QUEBEC -- The Quebec national assembly adopted a motion Thursday expressing the province's "great disappointment" with the federal budget.

It passed by a 95-0 margin, with two abstentions.

The motion to be sent to Ottawa highlights what is described as the absence of federal commitments in areas the province considers priorities.

Prime Minister Justin Trudeau likened the initiative to a political "game" in which the federal government would inevitably emerge the loser.

"If I had said exactly how everything would be done, that we (the federal government) were going to do everything, they would have said, 'My God, it's not up to you to decide that, it's up to us,"' Trudeau said in Toronto.

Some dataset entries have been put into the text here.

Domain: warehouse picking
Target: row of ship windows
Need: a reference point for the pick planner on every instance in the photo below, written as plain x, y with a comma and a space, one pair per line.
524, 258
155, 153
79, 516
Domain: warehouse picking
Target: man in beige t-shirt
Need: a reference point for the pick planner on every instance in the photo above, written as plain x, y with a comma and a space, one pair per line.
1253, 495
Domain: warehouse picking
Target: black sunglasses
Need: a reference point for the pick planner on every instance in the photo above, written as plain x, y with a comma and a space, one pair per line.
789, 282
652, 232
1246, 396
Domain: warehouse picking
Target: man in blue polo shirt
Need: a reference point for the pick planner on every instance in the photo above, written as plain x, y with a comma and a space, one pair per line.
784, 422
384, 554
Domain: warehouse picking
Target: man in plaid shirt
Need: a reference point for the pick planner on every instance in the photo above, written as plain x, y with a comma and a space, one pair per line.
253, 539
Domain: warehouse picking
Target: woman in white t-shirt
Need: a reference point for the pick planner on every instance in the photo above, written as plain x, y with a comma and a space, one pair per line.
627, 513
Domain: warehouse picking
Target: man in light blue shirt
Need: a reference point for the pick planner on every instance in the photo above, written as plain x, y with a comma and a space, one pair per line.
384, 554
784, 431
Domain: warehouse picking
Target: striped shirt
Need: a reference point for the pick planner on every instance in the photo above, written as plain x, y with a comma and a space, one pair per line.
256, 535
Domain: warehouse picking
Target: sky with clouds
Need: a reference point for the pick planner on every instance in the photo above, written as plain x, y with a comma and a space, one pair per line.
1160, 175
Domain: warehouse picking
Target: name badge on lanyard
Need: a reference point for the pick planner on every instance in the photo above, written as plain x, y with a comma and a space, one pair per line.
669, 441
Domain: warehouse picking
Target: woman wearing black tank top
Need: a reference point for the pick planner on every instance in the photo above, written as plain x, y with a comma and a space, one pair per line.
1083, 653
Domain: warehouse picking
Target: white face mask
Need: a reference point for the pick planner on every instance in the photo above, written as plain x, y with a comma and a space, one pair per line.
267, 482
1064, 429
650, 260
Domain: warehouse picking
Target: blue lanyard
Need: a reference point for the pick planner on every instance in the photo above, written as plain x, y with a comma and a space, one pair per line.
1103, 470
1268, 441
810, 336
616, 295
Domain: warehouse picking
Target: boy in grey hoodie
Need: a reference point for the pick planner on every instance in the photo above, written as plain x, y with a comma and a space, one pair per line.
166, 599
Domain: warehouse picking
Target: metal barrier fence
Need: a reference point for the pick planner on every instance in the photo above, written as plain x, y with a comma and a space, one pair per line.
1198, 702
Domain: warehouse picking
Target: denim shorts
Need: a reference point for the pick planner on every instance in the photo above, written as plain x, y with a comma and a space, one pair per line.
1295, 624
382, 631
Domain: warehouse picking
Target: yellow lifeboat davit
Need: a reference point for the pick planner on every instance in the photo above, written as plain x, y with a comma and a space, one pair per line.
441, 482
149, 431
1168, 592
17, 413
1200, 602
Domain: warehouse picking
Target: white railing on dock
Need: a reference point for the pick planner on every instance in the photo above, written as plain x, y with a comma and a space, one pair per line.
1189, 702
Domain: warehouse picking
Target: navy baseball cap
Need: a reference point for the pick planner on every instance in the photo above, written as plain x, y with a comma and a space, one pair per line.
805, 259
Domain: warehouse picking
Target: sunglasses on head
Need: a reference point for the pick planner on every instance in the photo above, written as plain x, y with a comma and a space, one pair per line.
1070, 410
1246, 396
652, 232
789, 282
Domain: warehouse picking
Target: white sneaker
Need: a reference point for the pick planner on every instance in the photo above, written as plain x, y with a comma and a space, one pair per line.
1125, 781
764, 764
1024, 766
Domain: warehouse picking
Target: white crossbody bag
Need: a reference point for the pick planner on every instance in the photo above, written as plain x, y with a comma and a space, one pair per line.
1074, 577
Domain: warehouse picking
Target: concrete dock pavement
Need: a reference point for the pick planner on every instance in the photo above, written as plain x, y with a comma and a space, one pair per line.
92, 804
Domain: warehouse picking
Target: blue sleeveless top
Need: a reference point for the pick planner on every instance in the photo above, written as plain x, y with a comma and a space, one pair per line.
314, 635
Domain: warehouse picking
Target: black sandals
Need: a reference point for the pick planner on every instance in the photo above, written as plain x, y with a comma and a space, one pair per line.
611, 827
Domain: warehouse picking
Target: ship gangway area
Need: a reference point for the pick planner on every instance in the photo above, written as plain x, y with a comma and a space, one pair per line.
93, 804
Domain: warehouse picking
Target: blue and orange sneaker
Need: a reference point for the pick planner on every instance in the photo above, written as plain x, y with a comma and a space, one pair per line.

"I understand the game being played."

The motion mentions specific areas the province wanted addressed in the budget: the extension of the Montreal subway system; the construction of an electric rail network in the city; softwood lumber; and compensation for Quebec cheese producers.

All the Liberal cabinet ministers and members of the legislature who were present voted in favour of the motion tabled by Nicolas Marceau of the Opposition Parti Quebecois.

Premier Philippe Couillard was absent, attending the inauguration of a pediatric centre northwest of Montreal.

The two members of the left-wing Quebec solidaire abstained from voting because they considered the motion too favourable to the notion of privatizing the public transport network.

In Ottawa, federal Finance Minister Bill Morneau said his relations with Quebec are "very good."

"What I can say is that we will continue with our program of working with the provinces, with Quebec," he said. "It's very important. We know that with our negotiations with the United States it's necessary to consider how we can improve the softwood situation. That is very important.

"There is nothing in the budget (on that) because the negotiations are ongoing.

"As for public transit, we explained yesterday (Wednesday) it is very important to have a way to work with the provinces to make sure the projects will be very good for the economy and for people all across the country."

Morneau said he hopes to be able to give Quebec a better idea of his positions on various subjects in six to eight months.